• Anaesth Intensive Care · Mar 2014

    Review

    Copper removal strategies for Wilson's disease crisis in the ICU.

    • H V Reynolds, C R Talekar, J Bellapart, B A Leggett, and R J Boots.
    • Department of Intensive Care Medicine, Burns Trauma and Critical Care Research Centre, Royal Brisbane and Women's Hospital, Herston, Queensland.
    • Anaesth Intensive Care. 2014 Mar 1; 42 (2): 253-7.

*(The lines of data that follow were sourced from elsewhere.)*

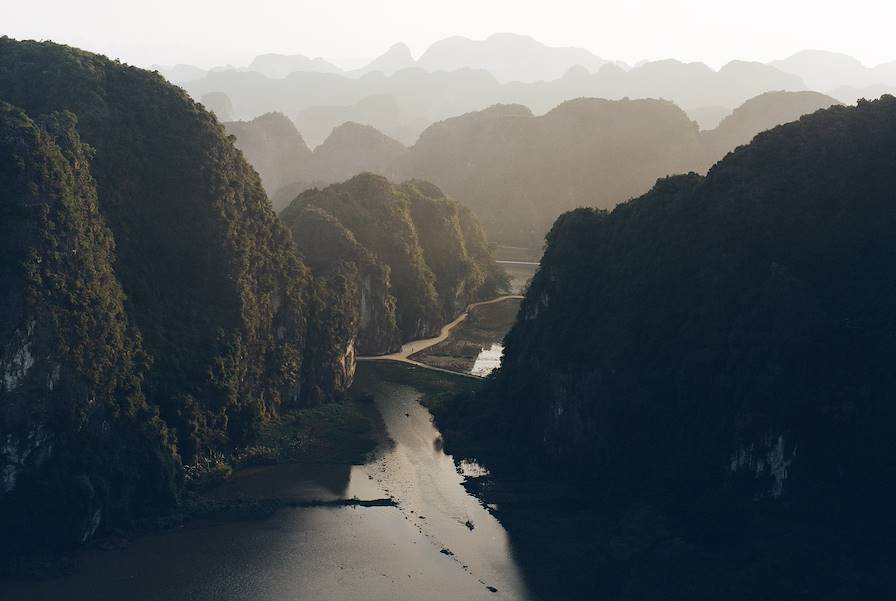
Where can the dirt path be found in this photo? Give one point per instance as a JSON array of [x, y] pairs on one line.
[[415, 346]]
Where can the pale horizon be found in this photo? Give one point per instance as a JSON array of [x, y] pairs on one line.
[[350, 33]]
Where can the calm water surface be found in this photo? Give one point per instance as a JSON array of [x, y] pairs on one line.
[[438, 543]]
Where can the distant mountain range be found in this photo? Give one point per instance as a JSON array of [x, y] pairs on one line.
[[515, 170], [401, 96], [511, 57], [405, 103]]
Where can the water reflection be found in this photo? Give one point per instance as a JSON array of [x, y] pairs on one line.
[[438, 543], [488, 360]]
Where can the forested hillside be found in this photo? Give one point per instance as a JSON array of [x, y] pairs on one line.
[[424, 251], [169, 288], [728, 334], [518, 171]]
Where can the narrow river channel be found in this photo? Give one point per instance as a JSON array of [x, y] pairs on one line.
[[438, 542]]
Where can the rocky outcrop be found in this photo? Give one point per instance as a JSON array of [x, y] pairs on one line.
[[722, 337], [156, 316], [72, 365], [331, 251], [409, 245]]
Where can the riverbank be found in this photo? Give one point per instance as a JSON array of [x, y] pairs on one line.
[[485, 326], [400, 526]]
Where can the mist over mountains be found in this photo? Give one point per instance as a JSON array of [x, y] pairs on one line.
[[401, 95], [516, 170]]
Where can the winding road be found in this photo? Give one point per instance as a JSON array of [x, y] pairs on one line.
[[415, 346]]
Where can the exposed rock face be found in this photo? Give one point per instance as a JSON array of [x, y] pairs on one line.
[[204, 323], [379, 218], [726, 333], [72, 366], [331, 251], [351, 149]]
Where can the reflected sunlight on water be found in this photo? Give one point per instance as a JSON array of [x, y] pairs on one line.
[[488, 360]]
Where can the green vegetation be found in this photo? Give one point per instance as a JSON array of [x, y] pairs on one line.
[[414, 249], [80, 442], [486, 325], [717, 353], [159, 316]]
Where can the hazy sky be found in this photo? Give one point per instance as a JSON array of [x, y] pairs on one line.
[[215, 32]]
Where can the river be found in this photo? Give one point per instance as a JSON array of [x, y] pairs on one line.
[[437, 542]]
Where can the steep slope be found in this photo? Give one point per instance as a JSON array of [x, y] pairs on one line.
[[279, 66], [80, 445], [352, 148], [396, 58], [212, 279], [824, 71], [759, 114], [219, 104], [273, 145], [331, 251], [509, 57], [517, 172], [405, 239], [423, 96], [437, 222], [381, 111], [371, 209], [728, 337]]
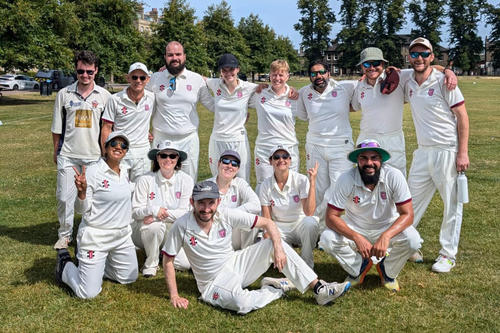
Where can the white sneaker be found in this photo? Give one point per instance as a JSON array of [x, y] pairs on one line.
[[443, 264], [331, 291], [62, 243], [278, 283]]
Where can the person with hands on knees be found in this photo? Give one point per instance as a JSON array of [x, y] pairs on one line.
[[289, 199], [377, 225], [160, 198], [221, 273], [104, 243]]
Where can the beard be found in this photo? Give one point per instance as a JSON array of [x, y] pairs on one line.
[[369, 179]]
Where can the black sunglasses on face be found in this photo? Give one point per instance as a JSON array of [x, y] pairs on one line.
[[228, 161]]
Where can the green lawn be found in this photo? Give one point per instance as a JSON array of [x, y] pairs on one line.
[[462, 301]]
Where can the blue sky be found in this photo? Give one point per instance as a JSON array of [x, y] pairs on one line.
[[280, 15]]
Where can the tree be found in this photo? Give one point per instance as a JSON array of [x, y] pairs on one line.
[[178, 24], [314, 26], [222, 36], [427, 15], [466, 44]]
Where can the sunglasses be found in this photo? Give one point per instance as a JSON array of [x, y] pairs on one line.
[[320, 72], [368, 64], [228, 161], [165, 155], [424, 54], [114, 143], [284, 156], [88, 71], [135, 77]]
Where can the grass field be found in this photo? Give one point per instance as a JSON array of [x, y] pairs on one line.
[[465, 300]]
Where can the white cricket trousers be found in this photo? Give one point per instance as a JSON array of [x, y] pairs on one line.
[[216, 148], [244, 268], [189, 143], [66, 191], [434, 168], [401, 247], [115, 260]]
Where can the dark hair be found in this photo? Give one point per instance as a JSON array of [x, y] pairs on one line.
[[87, 57], [318, 62]]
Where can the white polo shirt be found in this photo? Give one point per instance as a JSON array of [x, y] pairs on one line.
[[327, 113], [153, 191], [275, 118], [286, 204], [381, 114], [130, 118], [239, 195], [370, 210], [431, 104], [175, 112], [207, 254], [77, 120], [230, 109], [107, 204]]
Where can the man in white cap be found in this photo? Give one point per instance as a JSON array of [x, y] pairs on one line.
[[442, 127], [129, 111], [221, 273], [377, 225], [177, 92]]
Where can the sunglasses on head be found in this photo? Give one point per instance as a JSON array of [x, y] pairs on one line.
[[142, 77], [424, 54], [88, 71], [228, 161], [375, 63], [123, 145], [320, 72], [284, 156], [165, 155]]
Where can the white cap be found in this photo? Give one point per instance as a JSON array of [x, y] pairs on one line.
[[140, 66]]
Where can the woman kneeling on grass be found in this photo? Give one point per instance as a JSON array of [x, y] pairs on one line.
[[104, 243]]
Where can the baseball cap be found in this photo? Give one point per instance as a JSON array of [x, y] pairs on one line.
[[368, 144], [228, 60], [140, 66], [166, 145], [421, 41], [205, 190], [371, 53]]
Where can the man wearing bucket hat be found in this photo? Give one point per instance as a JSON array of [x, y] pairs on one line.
[[377, 225], [130, 111], [221, 273], [442, 127]]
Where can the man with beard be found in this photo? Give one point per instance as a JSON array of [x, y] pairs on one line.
[[377, 225], [177, 92], [442, 127], [221, 273]]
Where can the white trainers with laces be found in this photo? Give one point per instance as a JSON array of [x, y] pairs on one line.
[[278, 283], [331, 291], [443, 264]]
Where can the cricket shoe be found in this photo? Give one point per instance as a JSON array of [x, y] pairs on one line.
[[278, 283], [328, 292]]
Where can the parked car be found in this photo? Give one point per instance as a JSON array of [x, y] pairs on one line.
[[58, 78], [17, 82]]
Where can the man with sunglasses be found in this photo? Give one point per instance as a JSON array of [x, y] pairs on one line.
[[177, 92], [130, 111], [75, 135], [442, 127]]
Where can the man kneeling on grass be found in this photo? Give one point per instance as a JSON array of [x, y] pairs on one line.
[[221, 273], [378, 218]]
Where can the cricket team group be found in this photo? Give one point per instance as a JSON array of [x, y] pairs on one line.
[[128, 163]]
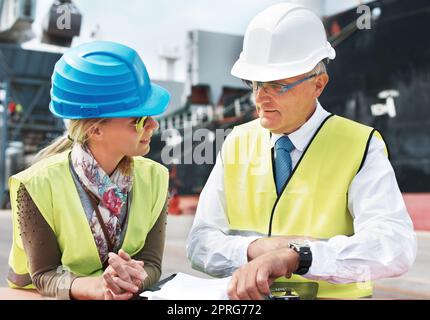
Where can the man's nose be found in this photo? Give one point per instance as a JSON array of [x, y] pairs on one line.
[[260, 95]]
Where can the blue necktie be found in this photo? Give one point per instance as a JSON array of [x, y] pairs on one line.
[[283, 163]]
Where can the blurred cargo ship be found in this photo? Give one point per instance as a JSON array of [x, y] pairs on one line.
[[380, 77]]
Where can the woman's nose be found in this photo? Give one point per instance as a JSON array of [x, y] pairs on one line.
[[152, 124]]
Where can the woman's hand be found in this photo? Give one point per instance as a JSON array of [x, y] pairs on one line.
[[124, 277]]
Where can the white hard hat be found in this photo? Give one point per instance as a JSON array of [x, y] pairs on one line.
[[283, 41]]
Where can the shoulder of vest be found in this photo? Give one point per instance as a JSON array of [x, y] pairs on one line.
[[350, 124], [155, 166], [250, 125], [43, 167]]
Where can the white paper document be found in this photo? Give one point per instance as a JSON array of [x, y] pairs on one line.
[[186, 287]]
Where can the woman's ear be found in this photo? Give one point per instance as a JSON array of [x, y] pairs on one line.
[[95, 132], [320, 83]]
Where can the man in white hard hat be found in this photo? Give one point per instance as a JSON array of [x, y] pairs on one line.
[[299, 196]]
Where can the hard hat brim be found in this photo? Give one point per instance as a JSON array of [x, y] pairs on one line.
[[272, 72], [155, 104]]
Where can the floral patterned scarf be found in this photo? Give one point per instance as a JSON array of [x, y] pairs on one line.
[[111, 192]]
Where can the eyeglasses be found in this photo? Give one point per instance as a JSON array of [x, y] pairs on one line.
[[275, 88], [140, 123]]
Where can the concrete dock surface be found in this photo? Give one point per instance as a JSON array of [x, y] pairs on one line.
[[413, 285]]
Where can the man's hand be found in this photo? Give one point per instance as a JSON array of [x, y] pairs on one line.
[[265, 245], [124, 276], [253, 280]]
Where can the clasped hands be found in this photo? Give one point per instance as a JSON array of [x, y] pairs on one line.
[[123, 278]]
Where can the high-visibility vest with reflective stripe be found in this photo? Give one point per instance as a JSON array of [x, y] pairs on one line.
[[314, 202], [52, 188]]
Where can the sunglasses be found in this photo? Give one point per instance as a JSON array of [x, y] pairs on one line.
[[140, 123], [275, 88]]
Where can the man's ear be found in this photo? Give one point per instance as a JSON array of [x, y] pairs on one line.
[[320, 83]]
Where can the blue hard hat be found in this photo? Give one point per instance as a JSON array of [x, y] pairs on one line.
[[104, 79]]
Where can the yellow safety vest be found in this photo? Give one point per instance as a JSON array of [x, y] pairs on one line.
[[314, 202], [52, 188]]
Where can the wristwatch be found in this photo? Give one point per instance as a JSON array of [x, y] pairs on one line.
[[305, 257]]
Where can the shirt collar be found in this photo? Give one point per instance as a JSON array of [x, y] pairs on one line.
[[302, 136]]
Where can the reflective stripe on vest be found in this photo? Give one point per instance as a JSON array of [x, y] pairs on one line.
[[50, 185], [314, 201]]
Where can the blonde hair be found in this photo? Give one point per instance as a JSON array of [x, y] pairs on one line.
[[77, 132]]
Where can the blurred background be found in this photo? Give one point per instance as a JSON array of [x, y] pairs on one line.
[[380, 77]]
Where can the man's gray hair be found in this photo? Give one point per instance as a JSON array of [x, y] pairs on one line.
[[319, 68]]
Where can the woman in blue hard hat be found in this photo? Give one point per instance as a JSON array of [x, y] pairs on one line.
[[89, 214]]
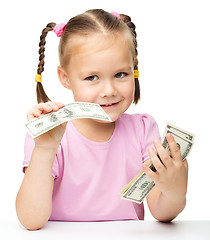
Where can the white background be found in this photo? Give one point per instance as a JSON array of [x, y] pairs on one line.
[[174, 60]]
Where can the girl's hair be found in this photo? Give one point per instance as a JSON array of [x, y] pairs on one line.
[[91, 22]]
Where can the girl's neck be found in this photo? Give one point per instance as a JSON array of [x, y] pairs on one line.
[[93, 130]]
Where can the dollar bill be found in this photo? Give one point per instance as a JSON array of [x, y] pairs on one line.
[[40, 125], [138, 188]]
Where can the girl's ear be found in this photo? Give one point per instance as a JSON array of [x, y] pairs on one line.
[[62, 75]]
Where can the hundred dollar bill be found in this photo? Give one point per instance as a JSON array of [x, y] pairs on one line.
[[138, 188], [70, 111]]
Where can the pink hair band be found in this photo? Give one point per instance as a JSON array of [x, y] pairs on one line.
[[59, 28], [116, 14]]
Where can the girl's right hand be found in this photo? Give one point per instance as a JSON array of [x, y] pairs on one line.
[[52, 138]]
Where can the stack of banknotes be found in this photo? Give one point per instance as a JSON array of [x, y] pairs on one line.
[[138, 188], [38, 126]]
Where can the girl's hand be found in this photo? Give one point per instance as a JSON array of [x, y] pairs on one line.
[[52, 138], [172, 174]]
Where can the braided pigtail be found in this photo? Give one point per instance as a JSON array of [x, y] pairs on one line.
[[126, 19], [41, 95]]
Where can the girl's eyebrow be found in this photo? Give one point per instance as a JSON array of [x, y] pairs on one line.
[[125, 68]]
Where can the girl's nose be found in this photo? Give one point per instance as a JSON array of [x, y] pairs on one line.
[[108, 89]]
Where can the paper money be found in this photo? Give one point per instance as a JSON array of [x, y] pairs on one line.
[[138, 188], [40, 125]]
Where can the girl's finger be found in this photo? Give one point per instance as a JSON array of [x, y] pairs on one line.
[[151, 174], [174, 149], [156, 161], [162, 153]]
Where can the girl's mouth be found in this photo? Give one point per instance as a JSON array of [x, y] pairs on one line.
[[109, 105]]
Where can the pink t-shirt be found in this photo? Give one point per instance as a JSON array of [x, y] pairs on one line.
[[89, 175]]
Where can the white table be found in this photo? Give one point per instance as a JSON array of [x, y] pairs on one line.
[[129, 230]]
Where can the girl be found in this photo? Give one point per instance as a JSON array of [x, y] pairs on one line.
[[75, 171]]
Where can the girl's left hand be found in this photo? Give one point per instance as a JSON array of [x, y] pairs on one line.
[[172, 174]]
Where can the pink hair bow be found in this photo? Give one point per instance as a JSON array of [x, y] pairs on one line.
[[116, 14], [58, 29]]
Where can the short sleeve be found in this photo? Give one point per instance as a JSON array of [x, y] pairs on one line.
[[148, 132], [28, 149]]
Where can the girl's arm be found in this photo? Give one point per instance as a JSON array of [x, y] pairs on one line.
[[168, 198], [34, 199]]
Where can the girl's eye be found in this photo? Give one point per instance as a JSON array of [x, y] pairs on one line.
[[92, 78], [121, 75]]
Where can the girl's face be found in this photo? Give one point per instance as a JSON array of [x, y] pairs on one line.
[[100, 71]]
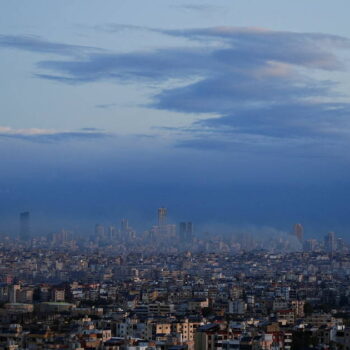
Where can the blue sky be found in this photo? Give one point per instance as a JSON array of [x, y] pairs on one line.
[[230, 112]]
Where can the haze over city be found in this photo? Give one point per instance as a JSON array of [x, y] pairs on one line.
[[232, 114]]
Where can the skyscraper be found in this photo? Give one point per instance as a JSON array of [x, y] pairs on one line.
[[24, 225], [330, 242], [299, 232], [162, 213], [124, 225], [186, 231]]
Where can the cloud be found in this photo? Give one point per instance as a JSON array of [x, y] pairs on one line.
[[39, 45], [50, 135], [257, 82], [196, 7], [105, 105]]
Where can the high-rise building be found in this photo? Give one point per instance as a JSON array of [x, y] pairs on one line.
[[330, 242], [124, 225], [186, 231], [299, 232], [162, 213], [24, 225]]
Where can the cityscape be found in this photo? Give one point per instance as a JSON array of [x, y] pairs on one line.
[[174, 175], [171, 287]]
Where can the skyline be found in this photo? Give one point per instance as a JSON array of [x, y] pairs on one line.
[[233, 113]]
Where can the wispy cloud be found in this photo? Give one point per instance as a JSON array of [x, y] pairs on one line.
[[37, 44], [105, 105], [51, 135], [197, 7], [256, 81]]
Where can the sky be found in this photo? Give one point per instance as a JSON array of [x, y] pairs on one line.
[[229, 113]]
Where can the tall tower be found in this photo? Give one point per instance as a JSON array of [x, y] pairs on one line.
[[299, 232], [124, 225], [186, 231], [162, 213], [24, 225], [330, 242]]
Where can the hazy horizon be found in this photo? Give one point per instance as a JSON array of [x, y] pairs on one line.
[[235, 114]]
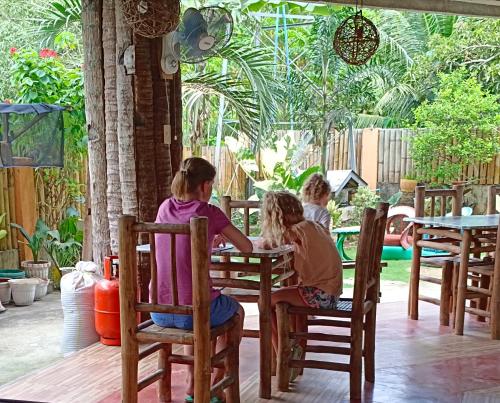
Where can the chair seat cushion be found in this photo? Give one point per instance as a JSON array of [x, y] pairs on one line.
[[171, 335]]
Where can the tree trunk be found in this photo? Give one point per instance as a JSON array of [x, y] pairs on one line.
[[94, 112], [162, 124], [175, 111], [112, 166], [145, 148], [125, 99]]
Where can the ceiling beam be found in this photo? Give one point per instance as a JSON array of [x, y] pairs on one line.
[[466, 7]]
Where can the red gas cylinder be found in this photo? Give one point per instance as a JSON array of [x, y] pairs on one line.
[[107, 304]]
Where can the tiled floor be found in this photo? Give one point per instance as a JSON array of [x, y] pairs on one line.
[[417, 361]]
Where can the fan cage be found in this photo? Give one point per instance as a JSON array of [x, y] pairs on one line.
[[222, 37]]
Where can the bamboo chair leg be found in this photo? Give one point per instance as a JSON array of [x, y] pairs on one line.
[[369, 348], [130, 369], [165, 383], [301, 324], [446, 291], [356, 361], [484, 282], [232, 364], [283, 356]]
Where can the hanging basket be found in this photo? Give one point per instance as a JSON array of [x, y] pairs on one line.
[[356, 39], [151, 18]]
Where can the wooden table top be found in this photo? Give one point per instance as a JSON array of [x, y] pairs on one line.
[[459, 222], [257, 252], [230, 250], [347, 230]]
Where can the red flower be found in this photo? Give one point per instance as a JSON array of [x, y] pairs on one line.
[[45, 52]]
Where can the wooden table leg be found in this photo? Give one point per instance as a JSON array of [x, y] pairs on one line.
[[265, 329], [495, 301], [462, 282], [415, 274]]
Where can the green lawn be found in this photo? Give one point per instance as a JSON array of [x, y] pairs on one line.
[[396, 270]]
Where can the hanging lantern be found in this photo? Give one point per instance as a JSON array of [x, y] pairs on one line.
[[151, 18], [356, 39]]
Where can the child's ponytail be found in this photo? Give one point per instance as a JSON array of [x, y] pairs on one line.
[[280, 211], [193, 172]]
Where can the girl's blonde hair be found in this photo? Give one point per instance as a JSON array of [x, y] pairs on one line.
[[279, 212], [193, 172], [315, 188]]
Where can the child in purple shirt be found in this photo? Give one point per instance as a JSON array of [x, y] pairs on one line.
[[192, 188]]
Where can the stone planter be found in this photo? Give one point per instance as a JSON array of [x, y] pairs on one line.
[[38, 269], [41, 289], [23, 291], [407, 185]]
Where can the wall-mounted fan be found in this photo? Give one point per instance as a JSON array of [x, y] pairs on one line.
[[199, 35]]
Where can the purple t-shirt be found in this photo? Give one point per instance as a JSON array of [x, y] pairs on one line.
[[173, 211]]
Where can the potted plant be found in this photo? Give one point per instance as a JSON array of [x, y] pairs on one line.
[[36, 242], [408, 183]]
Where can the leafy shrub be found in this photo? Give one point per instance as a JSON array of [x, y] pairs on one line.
[[363, 198], [459, 127]]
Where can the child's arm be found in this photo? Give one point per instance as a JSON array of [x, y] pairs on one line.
[[237, 238]]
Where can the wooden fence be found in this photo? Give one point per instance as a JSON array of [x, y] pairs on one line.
[[25, 197]]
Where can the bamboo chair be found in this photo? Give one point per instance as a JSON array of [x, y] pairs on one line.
[[480, 273], [486, 286], [161, 339], [444, 262], [357, 314]]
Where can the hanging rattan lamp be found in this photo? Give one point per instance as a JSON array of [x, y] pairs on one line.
[[151, 18], [356, 39]]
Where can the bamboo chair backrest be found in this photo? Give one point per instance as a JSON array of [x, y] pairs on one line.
[[493, 191], [438, 201], [229, 205], [369, 253], [197, 231]]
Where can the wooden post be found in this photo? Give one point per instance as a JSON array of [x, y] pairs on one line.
[[201, 308], [128, 298], [26, 215], [369, 154], [462, 282], [265, 328], [165, 384], [417, 251], [495, 297], [283, 355], [492, 194]]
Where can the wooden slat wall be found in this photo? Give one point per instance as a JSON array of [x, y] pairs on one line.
[[7, 206], [231, 178]]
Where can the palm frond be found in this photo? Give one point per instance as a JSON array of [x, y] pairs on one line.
[[55, 17], [241, 101]]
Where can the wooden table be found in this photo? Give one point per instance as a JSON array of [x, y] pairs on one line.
[[267, 263], [342, 234], [456, 236]]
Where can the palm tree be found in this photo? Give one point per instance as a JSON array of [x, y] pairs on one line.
[[252, 95]]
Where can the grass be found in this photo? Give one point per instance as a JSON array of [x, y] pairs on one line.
[[396, 270]]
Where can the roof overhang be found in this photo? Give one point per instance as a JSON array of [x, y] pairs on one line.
[[475, 8]]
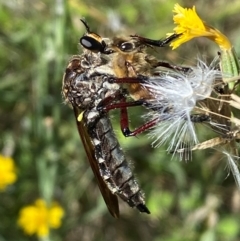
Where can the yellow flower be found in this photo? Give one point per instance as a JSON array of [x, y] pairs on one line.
[[190, 25], [7, 172], [39, 218]]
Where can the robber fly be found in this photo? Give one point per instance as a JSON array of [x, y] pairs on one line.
[[131, 66], [139, 73], [85, 85]]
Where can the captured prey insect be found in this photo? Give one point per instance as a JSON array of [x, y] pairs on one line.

    AbstractWilson's disease is a rare, inherited, autosomal recessive disorder of copper metabolism which leads to an accumulation of copper in body tissues. If a patient develops a Wilson's crisis, mortality can approach 100%. The treatment of such patients is mostly organ support but a possible treatment goal is to try to rapidly remove copper from their system. We performed a literature search on methods for de-coppering strategies for patients in intensive care with known Wilson's disease. We found 11 case reports where therapeutic plasma exchange was used and six case reports where various forms of albumin dialysis were used as techniques for rapidly reducing serum copper levels. To date, the case reports are encouraging that therapeutic plasma exchange and albumin dialysis can either delay or prevent the need for liver transplantation in patients with fulminant hepatic failure due to Wilson's disease. However, these case reports are mainly in the paediatric or young adult population, thus further studies in adults are warranted.